This is an amazing side project. Would you share some details about how you've h...

echelon · on July 17, 2020

Thanks!

I'm pretty serious, so I've put some money into it. And even more time.

I've got a 2x1080Ti setup I used locally back in the day, but it's really slow. I still train stuff on it, but only things I know will train successfully for a long time (eg the Melgan model).

I use rented V100 GPUs to train the speaker models. They're quick and allow me to refine the datasets and parameters much more quickly than if I was doing all of it on my own box. Colabs are great and I could probably get along with them if I wasn't running so many experiments in parallel.

I can get reasonable results in a few hours on an 8xV100. Once I hone in on a direction I like, I'll let it train for a few days. (The David Attenborough model is a result of this.)

I still have a ton of refinement to do.
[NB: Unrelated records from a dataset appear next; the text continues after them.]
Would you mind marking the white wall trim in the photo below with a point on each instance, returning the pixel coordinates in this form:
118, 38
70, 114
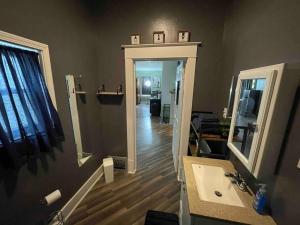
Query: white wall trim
72, 204
44, 56
186, 52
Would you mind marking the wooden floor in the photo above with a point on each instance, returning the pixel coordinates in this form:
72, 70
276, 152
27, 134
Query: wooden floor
129, 197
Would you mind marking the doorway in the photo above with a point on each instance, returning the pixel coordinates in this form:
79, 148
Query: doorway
158, 109
152, 52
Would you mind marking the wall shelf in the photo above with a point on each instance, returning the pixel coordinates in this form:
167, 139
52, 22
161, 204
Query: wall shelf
101, 91
80, 92
109, 93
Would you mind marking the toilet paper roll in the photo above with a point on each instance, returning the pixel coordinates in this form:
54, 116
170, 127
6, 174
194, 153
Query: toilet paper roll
53, 197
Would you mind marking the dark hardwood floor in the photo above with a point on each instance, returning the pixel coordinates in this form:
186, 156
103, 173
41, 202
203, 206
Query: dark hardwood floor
129, 197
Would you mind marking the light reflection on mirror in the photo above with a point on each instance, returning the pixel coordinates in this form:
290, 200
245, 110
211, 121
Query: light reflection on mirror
248, 108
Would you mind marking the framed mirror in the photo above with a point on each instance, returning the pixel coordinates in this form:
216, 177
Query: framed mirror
252, 97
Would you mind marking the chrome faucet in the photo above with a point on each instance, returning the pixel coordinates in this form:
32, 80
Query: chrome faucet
237, 179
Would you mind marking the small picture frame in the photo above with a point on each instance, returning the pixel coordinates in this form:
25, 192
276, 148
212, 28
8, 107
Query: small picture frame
184, 36
158, 37
135, 39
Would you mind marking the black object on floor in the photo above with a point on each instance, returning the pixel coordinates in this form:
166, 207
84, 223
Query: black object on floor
161, 218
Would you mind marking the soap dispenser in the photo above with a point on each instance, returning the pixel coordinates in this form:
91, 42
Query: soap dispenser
260, 199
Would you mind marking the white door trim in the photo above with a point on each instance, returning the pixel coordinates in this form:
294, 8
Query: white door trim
158, 52
44, 57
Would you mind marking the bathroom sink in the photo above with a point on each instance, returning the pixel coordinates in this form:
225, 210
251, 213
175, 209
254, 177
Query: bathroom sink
213, 186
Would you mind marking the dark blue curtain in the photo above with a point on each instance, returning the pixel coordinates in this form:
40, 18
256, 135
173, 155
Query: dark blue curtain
29, 122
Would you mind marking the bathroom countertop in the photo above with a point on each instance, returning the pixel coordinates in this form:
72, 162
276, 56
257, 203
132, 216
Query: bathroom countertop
198, 207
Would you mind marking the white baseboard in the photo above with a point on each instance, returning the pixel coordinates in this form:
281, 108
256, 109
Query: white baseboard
71, 205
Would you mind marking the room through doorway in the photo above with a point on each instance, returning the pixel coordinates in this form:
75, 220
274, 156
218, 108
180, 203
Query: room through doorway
158, 99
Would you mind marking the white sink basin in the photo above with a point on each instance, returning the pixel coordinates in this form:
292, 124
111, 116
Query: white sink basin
211, 182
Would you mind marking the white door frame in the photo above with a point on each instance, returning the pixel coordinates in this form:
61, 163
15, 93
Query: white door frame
185, 51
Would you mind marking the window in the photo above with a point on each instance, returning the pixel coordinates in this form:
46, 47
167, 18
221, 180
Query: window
29, 121
8, 105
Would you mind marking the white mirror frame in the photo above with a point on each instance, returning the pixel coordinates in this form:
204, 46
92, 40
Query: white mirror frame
269, 75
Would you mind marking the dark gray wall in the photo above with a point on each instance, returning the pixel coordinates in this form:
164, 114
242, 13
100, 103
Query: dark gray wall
117, 20
259, 33
68, 30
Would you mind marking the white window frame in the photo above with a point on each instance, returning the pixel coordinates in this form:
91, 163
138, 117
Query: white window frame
43, 50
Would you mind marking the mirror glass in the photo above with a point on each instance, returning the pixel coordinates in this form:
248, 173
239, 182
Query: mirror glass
247, 113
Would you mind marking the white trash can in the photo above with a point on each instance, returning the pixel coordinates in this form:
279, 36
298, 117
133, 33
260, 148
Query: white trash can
108, 165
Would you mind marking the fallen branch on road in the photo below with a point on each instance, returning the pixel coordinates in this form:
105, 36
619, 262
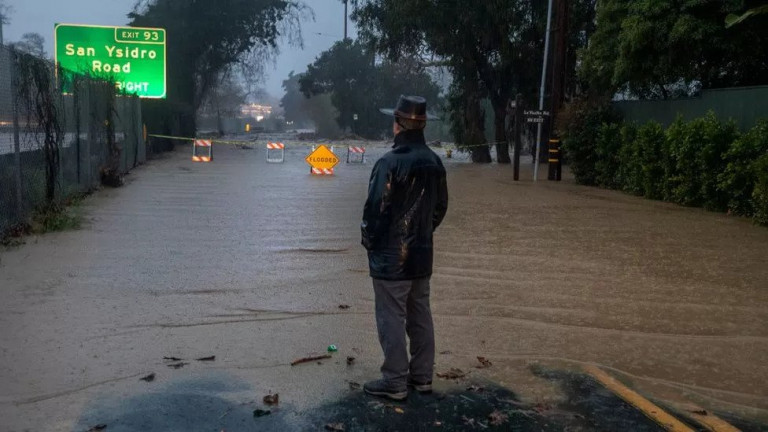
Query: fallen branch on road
310, 359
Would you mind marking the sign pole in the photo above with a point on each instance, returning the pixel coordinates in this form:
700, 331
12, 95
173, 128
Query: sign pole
518, 128
541, 93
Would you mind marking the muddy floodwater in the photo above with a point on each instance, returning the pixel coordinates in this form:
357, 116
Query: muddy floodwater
250, 261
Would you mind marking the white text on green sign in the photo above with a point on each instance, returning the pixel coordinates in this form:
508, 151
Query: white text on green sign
132, 57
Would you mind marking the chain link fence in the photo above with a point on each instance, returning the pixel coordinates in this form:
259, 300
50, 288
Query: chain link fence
54, 146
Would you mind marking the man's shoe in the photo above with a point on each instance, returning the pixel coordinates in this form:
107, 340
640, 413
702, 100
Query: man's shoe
382, 388
424, 388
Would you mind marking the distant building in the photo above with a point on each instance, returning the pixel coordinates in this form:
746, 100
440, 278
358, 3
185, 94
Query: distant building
259, 112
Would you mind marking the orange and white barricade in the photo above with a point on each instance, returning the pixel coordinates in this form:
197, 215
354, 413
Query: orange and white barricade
202, 144
276, 147
358, 152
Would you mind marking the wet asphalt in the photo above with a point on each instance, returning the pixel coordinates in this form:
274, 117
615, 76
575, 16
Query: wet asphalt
250, 261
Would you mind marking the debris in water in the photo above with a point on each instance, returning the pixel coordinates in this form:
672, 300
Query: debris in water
178, 365
310, 359
272, 399
498, 418
453, 373
484, 363
261, 412
209, 358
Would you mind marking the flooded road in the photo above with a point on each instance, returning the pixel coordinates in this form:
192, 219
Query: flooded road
250, 261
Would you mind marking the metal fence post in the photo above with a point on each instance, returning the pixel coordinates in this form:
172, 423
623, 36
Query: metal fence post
16, 139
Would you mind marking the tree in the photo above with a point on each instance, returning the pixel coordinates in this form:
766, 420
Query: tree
293, 101
204, 40
31, 43
303, 112
733, 19
360, 87
665, 48
224, 99
5, 17
495, 43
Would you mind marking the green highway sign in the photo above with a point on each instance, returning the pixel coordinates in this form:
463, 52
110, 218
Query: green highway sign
133, 57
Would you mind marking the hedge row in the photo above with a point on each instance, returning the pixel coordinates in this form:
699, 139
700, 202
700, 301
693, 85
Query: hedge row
704, 162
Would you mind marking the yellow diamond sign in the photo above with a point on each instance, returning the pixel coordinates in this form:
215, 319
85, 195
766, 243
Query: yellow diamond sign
322, 158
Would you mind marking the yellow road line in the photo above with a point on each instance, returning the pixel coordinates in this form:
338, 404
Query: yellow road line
633, 398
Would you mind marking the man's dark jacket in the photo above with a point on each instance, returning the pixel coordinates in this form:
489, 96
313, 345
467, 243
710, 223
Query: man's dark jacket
407, 200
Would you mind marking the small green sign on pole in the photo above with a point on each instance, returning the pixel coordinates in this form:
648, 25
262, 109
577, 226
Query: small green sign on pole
133, 57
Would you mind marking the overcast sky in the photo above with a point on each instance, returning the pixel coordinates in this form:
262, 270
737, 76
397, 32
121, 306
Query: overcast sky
39, 16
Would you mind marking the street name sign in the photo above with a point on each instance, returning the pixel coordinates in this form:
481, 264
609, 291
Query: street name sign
322, 158
133, 57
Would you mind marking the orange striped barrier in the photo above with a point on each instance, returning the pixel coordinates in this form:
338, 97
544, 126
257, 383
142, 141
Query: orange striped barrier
354, 150
202, 144
276, 146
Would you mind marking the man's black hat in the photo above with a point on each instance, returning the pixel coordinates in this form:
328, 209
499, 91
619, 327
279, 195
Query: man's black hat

I'm also working on singing models, and these should be ready by the weekend.

I've thought about buying beefy GPUs at this point as I've proven to myself it's not just a temporary hobby. Cloud compute is expensive.

The models are hosted on Rust microservices (a frontend proxy that fans out into multiple model servers), and this is deployed to a Kubernetes cluster. I'm planning to add more intelligence to the proxy and individual model containers so they independently scale.

amrrs · on July 17, 2020

That's a lot of time. And lot of good information to know! Wish you good luck hopefully it does what you want!